Seventy-one-year-old Rose Vargas was diagnosed with chronic obstructive pulmonary disease (COPD) several years ago based on her increasing shortness of breath and diminished exercise capacity.
“I had never been sick before and suddenly, I couldn’t clean my house, walk the dog or babysit my grandchildren,” says Vargas, who has six children, seven grandchildren and three great-grandchildren. “I was constantly out of breath, and in the end nothing was helping. I had all kinds of pumps and medications. None of it provided any relief.”
Her condition worsened steadily over time. In addition to physical incapacity, the disease took an emotional toll. Constantly fatigued, the previously vivacious Vargas began to lose her joy for life. When she failed to improve, her family became concerned about her frailty. Afraid that even a small amount of exertion might cause her to faint, they no longer allowed her to babysit her grandchildren or hold her great-grandchildren.
The week before Christmas 2010, she passed out at home. “I woke up around 4:30 in the morning and couldn’t breathe,” she remembers. “I told my husband I didn’t think I was going to make it. I don’t remember anything at all after that until I woke up in the intensive care unit.”
Her husband dialed 911, and when the EMS team arrived, they intubated Vargas because she was unable to move air into and out of her lungs. They transported her by ambulance to Clear Lake Regional Medical Center in Clear Lake, Texas, a community just south of Houston, where a chest x-ray and subsequent thoracic CT scan revealed a giant thyroid goiter that was filling the entire mediastinum, causing massive tracheal deviation and crush. An emergency physician at the hospital did a trial extubation, which failed, and Vargas was reintubated.
“This was a very unusual case,” says Etan Weinstock, MD, an assistant professor in the The University of Texas Health Science Center at Houston (UTHealth) Department of Otorhinolaryngology, and a board-certified otorhinolaryngologist affiliated with Memorial Hermann-Texas Medical Center where Vargas was referred for further treatment. “Typically, significant enlargement of the thyroid gland is visible to the eye, but she had no external sign of a goiter. Instead, the gland had grown almost entirely into her chest. This is extremely atypical of someone with a giant goiter.”
When routine blood work done on her arrival at Memorial Hermann-TMC revealed hyperthyroidism, Dr. Weinstock consulted with the hospital’s endocrine team to manage the disorder. Surgery to excise the thyroid was originally scheduled for Christmas Day but postponed until December 27, when she was cleared for the procedure after correction of her hyperthyroid state.
“We decided the best approach was to attempt to excise the gland through the neck,” says Dr. Weinstock, who is also chief of otolaryngology-head and neck surgery at Lyndon B. Johnson Hospital in Houston. “We also consulted with the Memorial Hermann/UTHealth cardiothoracic surgery team, who agreed to see Mrs. Vargas in advance and were available to assist in the event that excision through the neck proved impossible.”
Vargas says she had confidence in Dr. Weinstock from their first meeting. “He was extremely thorough in his explanation of the surgery, which left me at peace. God gave him a great gift of medical skill and in addition to that, he has a wonderful bedside manner. I had no fear. All I wanted at that point was to get that tube out of my throat.”
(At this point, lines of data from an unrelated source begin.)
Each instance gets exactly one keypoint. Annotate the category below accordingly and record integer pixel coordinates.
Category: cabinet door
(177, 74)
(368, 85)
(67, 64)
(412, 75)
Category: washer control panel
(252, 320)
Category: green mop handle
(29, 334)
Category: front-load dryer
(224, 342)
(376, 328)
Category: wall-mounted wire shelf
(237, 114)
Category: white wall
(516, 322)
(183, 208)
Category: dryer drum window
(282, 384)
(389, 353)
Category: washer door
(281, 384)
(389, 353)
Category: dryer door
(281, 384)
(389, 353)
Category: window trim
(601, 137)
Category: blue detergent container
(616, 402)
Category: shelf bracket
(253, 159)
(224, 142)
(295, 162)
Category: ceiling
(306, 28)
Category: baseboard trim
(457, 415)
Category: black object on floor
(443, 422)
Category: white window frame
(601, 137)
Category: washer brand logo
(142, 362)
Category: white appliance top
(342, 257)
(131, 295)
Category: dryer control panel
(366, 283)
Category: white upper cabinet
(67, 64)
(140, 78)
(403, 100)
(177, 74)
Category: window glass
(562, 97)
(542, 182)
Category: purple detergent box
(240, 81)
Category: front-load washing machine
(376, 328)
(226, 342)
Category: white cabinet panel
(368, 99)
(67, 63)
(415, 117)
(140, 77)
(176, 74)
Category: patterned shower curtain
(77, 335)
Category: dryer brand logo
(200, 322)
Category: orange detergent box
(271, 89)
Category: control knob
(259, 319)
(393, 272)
Large goiters can cause multiple airway issues that may complicate surgery. “The trachea may be deviated by the enlarged gland, as it was in Mrs. Vargas’s case, which can make intubation challenging,” he says. “She had been successfully intubated before her arrival here. Had there been problems, we can generally readily accomplish fiberoptic intubation, but we discuss an airway management plan with the anesthesiologist in advance of any attempts.”
In a complex surgery, Dr. Weinstock succeeded in removing the entire enlarged thyroid gland through the neck. “Fortunately, we were able to use the less-invasive approach, sparing her a sternotomy, as well as the longer recovery time associated with access through the chest,” he says. “She had no postoperative complications, even those that you might expect with this kind of surgery, namely recurrent laryngeal nerve injury and voice weakness,” he says. “We were able to successfully extubate her at the close of the procedure with a significantly improved airway.”
Vargas ate dinner the evening of her surgery and was discharged a few days later, without complications. The pathology was benign, and after the incision healed, scarring was minimal. No adjuvant therapies were required other than hormone replacement – typical after thyroidectomy.
She was back in action two weeks after her thyroidectomy. “I was actually up and around three or four days after the surgery,” she says. “I’m not a person to lie around on the bed. Now, I can walk the dog, cook, clean and take care of my granddaughter. It’s a miracle to be able to breathe again.”